E chi fra noi potrebbe dire – per scelta o per codice simbolico tramandato, introiettato e tradito – di non essere portatore, attivo o passivo, di simboli emblematici e dell’intrecciata significanza e connotazione quali la luce lunare, i pleniluni sfocati sul paesaggio, il mare, la campagna, un campo d’alberi, le trazzere e i viottoli, i sentieri che si arrampicano tra le rovine di un terremoto, una casa diroccata, un’angoscia sfibrante fino a lasciarsi morire o a vegetare, le ruote (continuità del movimento-tempo) di un carretto trainato a mano, un secchio dentro cui una goccia d’acqua scandisce il suono della discontinuità-continua, la monotonia di una condizione fissa e intemporale che avvolge la vita alienata, l’apparire di una capra, un gatto, un cane, la barca all’asciutto e a pochi passi dal mare lasciata alla deriva dell’abbandono (la “nave dei folli), il frinire di cicale e cavallette, i pellegrini e un santuario con i suoi custodi del “ cuore” nascosto (il sacer del mondo della tragedia classica) della capra macellata e il fumo del turibolo che ritualizzano il corpo delle cose profonde e nascoste, la ‘X’ che si fa vedere ma non si apre e non si fa guardare dentro.

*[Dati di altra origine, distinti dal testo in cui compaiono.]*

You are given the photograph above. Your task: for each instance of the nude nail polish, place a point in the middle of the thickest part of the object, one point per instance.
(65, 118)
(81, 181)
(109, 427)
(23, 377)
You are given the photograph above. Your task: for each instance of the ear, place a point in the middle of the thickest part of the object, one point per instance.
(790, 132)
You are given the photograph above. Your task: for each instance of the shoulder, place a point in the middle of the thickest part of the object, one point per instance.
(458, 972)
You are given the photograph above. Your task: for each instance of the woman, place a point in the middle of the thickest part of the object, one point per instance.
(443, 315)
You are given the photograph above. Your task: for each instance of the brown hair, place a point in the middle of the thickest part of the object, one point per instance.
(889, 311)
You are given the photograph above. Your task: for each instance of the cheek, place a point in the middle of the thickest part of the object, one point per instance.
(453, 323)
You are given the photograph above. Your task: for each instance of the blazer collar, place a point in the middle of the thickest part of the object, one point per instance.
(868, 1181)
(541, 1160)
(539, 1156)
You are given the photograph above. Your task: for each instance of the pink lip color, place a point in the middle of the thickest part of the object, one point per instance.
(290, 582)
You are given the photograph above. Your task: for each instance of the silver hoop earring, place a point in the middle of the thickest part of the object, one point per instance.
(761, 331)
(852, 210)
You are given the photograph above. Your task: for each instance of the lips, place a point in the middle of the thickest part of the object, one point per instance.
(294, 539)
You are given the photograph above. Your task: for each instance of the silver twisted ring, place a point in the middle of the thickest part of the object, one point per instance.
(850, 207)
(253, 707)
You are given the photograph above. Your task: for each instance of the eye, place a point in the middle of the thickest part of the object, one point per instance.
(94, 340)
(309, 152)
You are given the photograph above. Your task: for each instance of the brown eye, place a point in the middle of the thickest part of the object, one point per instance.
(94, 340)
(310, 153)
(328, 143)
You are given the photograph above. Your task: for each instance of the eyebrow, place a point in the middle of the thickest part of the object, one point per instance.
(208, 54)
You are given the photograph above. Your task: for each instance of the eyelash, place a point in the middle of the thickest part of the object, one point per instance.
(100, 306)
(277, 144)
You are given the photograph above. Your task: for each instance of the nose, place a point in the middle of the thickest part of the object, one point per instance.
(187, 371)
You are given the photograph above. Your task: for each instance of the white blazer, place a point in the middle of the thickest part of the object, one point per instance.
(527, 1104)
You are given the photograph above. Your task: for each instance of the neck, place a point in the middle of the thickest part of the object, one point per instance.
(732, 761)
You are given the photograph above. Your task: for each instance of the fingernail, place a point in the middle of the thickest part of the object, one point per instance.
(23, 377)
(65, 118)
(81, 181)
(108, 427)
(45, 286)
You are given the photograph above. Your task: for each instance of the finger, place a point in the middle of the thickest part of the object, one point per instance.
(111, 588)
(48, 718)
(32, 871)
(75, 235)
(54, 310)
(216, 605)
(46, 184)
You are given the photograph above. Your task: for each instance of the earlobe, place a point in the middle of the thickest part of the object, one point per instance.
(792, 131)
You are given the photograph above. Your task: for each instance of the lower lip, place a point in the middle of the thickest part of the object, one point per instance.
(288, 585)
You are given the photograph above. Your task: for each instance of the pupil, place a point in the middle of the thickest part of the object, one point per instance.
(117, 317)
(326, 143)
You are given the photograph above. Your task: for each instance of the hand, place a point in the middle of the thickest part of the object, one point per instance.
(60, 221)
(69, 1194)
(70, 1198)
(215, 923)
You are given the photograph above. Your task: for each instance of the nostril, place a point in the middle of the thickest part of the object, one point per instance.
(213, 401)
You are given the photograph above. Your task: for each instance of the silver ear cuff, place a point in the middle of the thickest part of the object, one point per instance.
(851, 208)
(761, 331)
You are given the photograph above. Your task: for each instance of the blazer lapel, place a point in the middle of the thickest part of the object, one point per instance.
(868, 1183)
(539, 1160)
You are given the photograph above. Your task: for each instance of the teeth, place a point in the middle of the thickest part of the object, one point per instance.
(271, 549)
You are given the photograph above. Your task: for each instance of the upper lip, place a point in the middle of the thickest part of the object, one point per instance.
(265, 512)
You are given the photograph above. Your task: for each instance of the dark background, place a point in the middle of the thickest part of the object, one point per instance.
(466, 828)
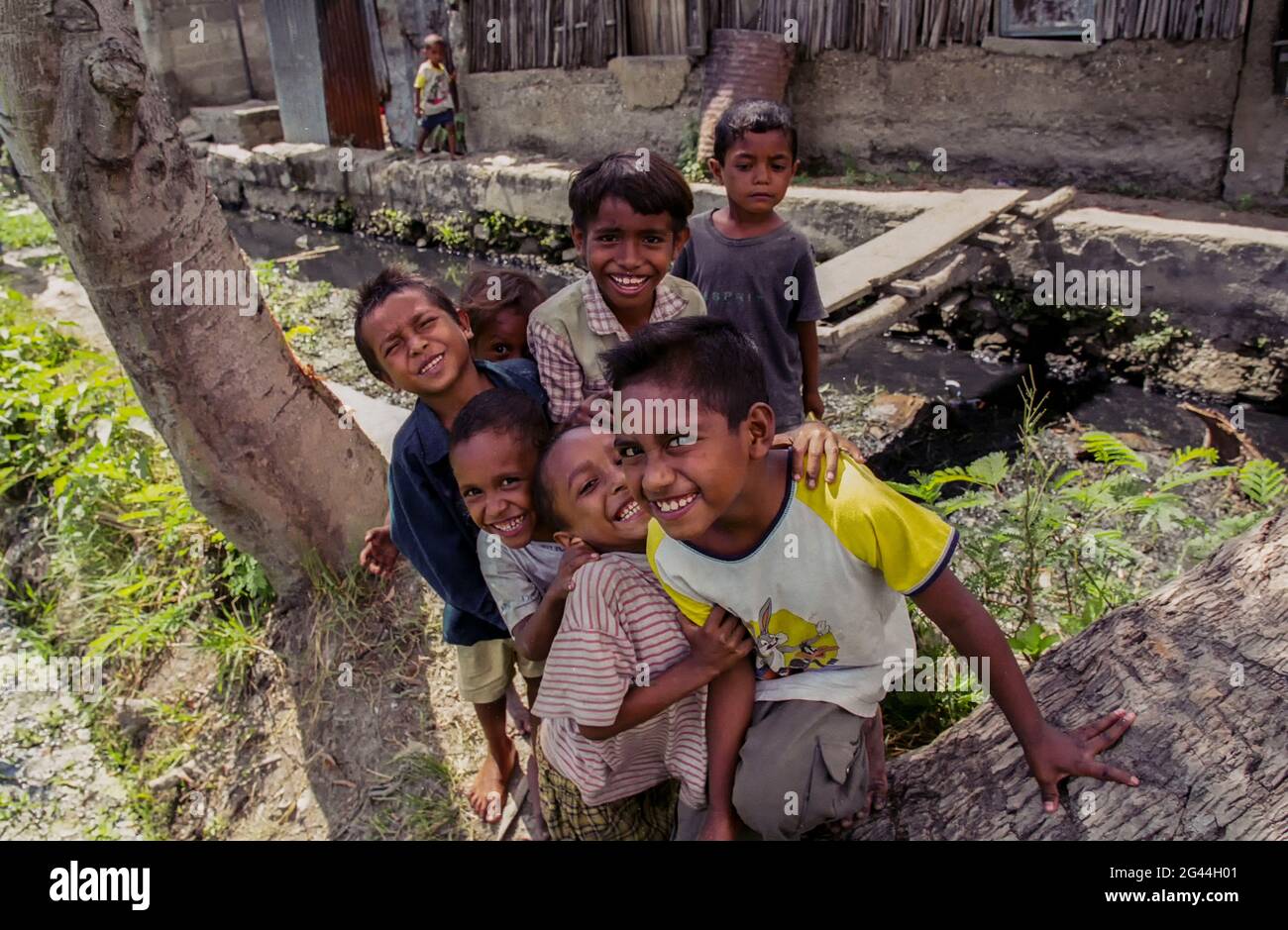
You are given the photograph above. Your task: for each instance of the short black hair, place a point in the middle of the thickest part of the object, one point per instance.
(752, 116)
(376, 291)
(658, 189)
(518, 291)
(502, 410)
(542, 498)
(708, 359)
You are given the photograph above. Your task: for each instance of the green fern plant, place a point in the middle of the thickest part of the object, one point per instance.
(1262, 482)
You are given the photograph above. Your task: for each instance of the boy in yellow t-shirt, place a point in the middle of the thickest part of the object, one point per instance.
(433, 89)
(819, 578)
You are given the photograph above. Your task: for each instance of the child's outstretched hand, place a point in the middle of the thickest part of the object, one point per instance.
(811, 444)
(1055, 755)
(378, 554)
(812, 402)
(576, 556)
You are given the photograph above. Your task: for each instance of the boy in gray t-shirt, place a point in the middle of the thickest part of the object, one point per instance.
(752, 266)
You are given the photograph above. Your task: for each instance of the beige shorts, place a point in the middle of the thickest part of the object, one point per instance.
(483, 670)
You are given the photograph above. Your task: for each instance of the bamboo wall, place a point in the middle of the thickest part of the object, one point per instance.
(535, 33)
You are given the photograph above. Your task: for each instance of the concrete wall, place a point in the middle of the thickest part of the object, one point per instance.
(581, 115)
(1224, 282)
(211, 72)
(1146, 118)
(1133, 116)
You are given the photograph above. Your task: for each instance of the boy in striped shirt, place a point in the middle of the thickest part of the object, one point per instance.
(819, 575)
(622, 698)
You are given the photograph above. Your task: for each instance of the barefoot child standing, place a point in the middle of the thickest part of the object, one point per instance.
(413, 339)
(433, 89)
(819, 575)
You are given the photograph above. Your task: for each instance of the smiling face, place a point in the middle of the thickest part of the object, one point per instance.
(690, 483)
(494, 472)
(756, 170)
(502, 337)
(629, 254)
(420, 346)
(589, 492)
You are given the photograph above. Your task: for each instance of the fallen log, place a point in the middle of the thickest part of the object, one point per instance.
(1205, 664)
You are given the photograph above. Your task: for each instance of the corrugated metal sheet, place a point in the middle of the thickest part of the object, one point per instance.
(292, 44)
(349, 81)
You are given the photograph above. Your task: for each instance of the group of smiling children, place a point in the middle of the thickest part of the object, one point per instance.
(703, 621)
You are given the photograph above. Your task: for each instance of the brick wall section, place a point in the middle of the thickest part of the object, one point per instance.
(741, 64)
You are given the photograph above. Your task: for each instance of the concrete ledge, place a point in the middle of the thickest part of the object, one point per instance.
(245, 124)
(1228, 282)
(651, 81)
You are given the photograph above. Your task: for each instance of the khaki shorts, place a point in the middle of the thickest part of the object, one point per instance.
(803, 764)
(483, 670)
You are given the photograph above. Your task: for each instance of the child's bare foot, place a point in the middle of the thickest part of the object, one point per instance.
(488, 792)
(519, 712)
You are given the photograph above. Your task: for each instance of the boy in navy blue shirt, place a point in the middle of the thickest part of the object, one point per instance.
(413, 339)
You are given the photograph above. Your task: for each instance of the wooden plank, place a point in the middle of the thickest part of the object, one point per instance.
(853, 274)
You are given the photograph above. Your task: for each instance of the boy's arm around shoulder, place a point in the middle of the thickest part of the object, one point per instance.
(535, 634)
(715, 647)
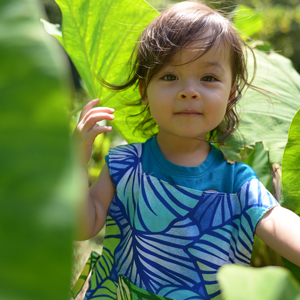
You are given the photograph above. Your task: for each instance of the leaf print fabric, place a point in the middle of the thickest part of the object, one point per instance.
(171, 240)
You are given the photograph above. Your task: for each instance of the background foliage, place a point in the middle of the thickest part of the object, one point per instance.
(39, 188)
(280, 23)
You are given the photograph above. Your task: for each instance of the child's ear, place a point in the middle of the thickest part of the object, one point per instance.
(143, 93)
(232, 93)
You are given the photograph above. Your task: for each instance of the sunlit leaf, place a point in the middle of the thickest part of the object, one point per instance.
(262, 119)
(247, 21)
(291, 168)
(38, 191)
(268, 283)
(291, 178)
(99, 37)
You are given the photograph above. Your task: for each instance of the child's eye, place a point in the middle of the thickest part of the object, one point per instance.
(209, 78)
(169, 77)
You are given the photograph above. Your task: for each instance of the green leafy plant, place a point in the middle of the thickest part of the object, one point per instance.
(100, 44)
(39, 187)
(267, 283)
(291, 178)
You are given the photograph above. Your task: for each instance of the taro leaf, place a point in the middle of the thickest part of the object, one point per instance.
(247, 21)
(99, 37)
(101, 42)
(291, 168)
(268, 283)
(259, 161)
(291, 178)
(38, 190)
(264, 120)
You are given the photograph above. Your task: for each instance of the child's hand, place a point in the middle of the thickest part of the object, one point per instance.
(87, 128)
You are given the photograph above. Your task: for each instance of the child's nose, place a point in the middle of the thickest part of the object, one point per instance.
(189, 92)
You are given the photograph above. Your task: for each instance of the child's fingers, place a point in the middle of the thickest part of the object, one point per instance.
(92, 134)
(91, 120)
(88, 107)
(96, 110)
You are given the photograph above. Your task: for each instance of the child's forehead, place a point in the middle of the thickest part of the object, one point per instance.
(196, 54)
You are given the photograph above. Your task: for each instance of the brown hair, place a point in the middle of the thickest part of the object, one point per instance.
(182, 25)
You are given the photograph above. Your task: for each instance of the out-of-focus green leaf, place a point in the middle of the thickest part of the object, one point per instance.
(53, 29)
(264, 120)
(291, 178)
(268, 283)
(99, 37)
(38, 185)
(259, 161)
(291, 168)
(247, 21)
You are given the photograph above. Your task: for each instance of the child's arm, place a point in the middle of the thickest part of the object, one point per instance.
(97, 198)
(280, 229)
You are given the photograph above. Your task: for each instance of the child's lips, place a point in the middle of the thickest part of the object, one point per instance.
(188, 112)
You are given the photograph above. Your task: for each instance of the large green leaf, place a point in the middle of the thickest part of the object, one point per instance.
(291, 178)
(264, 120)
(268, 283)
(100, 43)
(38, 183)
(99, 37)
(291, 168)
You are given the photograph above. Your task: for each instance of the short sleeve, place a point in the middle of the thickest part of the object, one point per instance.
(106, 157)
(255, 200)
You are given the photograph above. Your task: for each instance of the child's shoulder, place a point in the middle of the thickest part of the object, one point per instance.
(238, 172)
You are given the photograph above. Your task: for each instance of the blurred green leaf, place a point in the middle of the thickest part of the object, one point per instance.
(291, 179)
(100, 44)
(291, 168)
(259, 161)
(247, 21)
(268, 283)
(39, 187)
(53, 29)
(263, 120)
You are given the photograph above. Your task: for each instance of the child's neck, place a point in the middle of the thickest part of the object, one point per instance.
(188, 152)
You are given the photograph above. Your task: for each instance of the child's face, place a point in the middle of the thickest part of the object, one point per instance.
(190, 100)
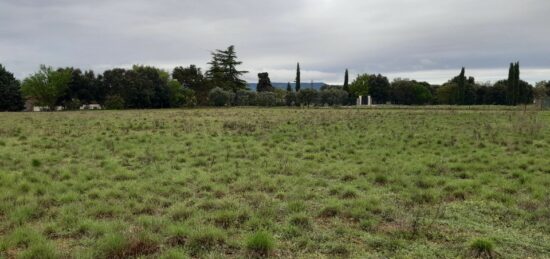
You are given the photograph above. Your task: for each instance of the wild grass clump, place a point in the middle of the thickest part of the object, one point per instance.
(330, 211)
(118, 245)
(301, 220)
(40, 251)
(205, 239)
(202, 183)
(483, 248)
(260, 243)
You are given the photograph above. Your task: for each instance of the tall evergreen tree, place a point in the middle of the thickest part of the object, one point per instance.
(264, 83)
(513, 85)
(346, 81)
(298, 78)
(10, 92)
(461, 87)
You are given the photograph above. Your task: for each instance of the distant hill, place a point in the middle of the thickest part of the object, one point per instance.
(304, 85)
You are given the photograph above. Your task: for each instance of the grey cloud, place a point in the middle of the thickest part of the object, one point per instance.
(396, 37)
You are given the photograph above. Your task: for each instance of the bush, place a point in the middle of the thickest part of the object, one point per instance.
(261, 243)
(219, 97)
(266, 99)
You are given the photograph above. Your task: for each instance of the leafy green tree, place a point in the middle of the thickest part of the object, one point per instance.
(46, 86)
(298, 83)
(180, 95)
(156, 81)
(360, 86)
(219, 97)
(10, 92)
(264, 83)
(84, 88)
(379, 88)
(193, 78)
(223, 70)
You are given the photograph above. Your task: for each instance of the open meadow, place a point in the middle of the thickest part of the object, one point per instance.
(251, 182)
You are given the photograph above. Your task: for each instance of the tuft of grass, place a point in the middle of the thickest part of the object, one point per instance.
(482, 247)
(35, 162)
(301, 220)
(205, 239)
(261, 243)
(117, 245)
(330, 211)
(40, 251)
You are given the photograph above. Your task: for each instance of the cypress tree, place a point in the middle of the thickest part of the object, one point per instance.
(461, 87)
(298, 78)
(513, 92)
(510, 85)
(346, 81)
(519, 92)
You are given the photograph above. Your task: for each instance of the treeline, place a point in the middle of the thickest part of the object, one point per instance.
(143, 87)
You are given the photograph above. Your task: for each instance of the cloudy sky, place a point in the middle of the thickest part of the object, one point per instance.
(422, 39)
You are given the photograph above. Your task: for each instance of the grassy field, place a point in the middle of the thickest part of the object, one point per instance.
(250, 182)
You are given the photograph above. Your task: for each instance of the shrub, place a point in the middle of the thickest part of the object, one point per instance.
(482, 248)
(219, 97)
(261, 243)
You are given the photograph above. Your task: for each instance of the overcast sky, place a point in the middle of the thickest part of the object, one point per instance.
(421, 39)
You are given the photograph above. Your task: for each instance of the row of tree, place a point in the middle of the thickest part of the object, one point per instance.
(222, 84)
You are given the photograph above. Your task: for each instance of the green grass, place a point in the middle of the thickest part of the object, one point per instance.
(247, 182)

Ecco, allora: qui è il senso dell’arte e della poesia di Liturgia dei miserabili, la poesia che con il suo linguaggio mescolato (e non solo nel senso linguistico), diversamente dalla psichiatria medica, non cura una malattia della mente ma prende in cura la direzione e il senso di vita dei diversi, la singolarità che vuole volare o fondersi con la vita dell’universo e delle cose.